The GravixLayer SDK provides dedicated deployment capabilities, allowing you to create isolated, scalable model instances with guaranteed capacity and enterprise-grade features.
Public Preview: Gravix Layer is currently in Public preview. Features are experimental and may have issues or break as ongoing updates to API endpoints and models continue.
Deployments allow you to:
- Create Deployments: Launch dedicated model instances with guaranteed GPU resources
- Manage Deployments: List, retrieve status, and monitor your active deployments
- Scale Deployments: Configure replica counts and GPU allocation for your workloads
- Delete Deployments: Remove deployments to manage costs and resources
- Monitor Performance: Track deployment metrics and resource utilization
Prerequisites
Before deploying models, you need to set up your API key:
API Key Required: You must export your GravixLayer API key in your terminal before creating deployments. All deployment operations are tied to your API key and account.
Set your API key:
Windows (CMD)
Windows (PowerShell)
Linux/macOS
set GRAVIXLAYER_API_KEY=your_api_key_here
$env:GRAVIXLAYER_API_KEY="your_api_key_here"

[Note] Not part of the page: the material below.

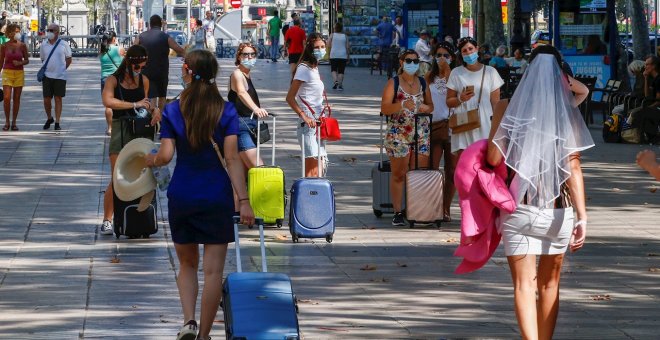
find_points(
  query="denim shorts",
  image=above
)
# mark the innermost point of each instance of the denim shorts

export GRAVIXLAYER_API_KEY=your_api_key_here
Supported Models
Text Models
The following models are available for dedicated deployment:
| Model Name | Model ID | Provider | Parameters | Context Length |
| Qwen: Qwen2.5-VL-3B-Instruct | qwen2-5-vl-3b-instruct | Qwen | 3B | 32,768 |
| Qwen: Qwen3-4B-Instruct-2507 | qwen3-4b-instruct-2507 | Qwen | 4B | 262,144 |
| Qwen: Qwen3-4B-Thinking-2507 | qwen3-4b-thinking-2507 | Qwen | 4B | 262,144 |
| DeepSeek: DeepSeek-R1-Distill-Qwen-1.5B | deepseek-r1-distill-qwen-1.5b | DeepSeek | 1.5B | 32,768 |
| Qwen: Qwen3-4B | qwen3-4b | Qwen | 4B | 32,768 |
| Qwen: Qwen3-1.7B | qwen3-1.7b | Qwen | 1.7B | 32,768 |
| Qwen: Qwen3-0.6B | qwen3-0.6b | Qwen | 0.6B | 32,768 |
Available Hardware
Currently supported GPU configurations:
| Accelerator | GPU Model | Memory | Pricing |
| NVIDIA T4 | NVIDIA_T4_16GB | 16GB | $0.39/hour |
GPU Count Validation
The --gpu_count parameter only accepts the following values: 1, 2, 4, 8
If you provide any other value, you’ll receive an error:
❌ Error: GPU count must be one of: 1, 2, 4, 8. You provided: 3
Only these GPU counts are supported.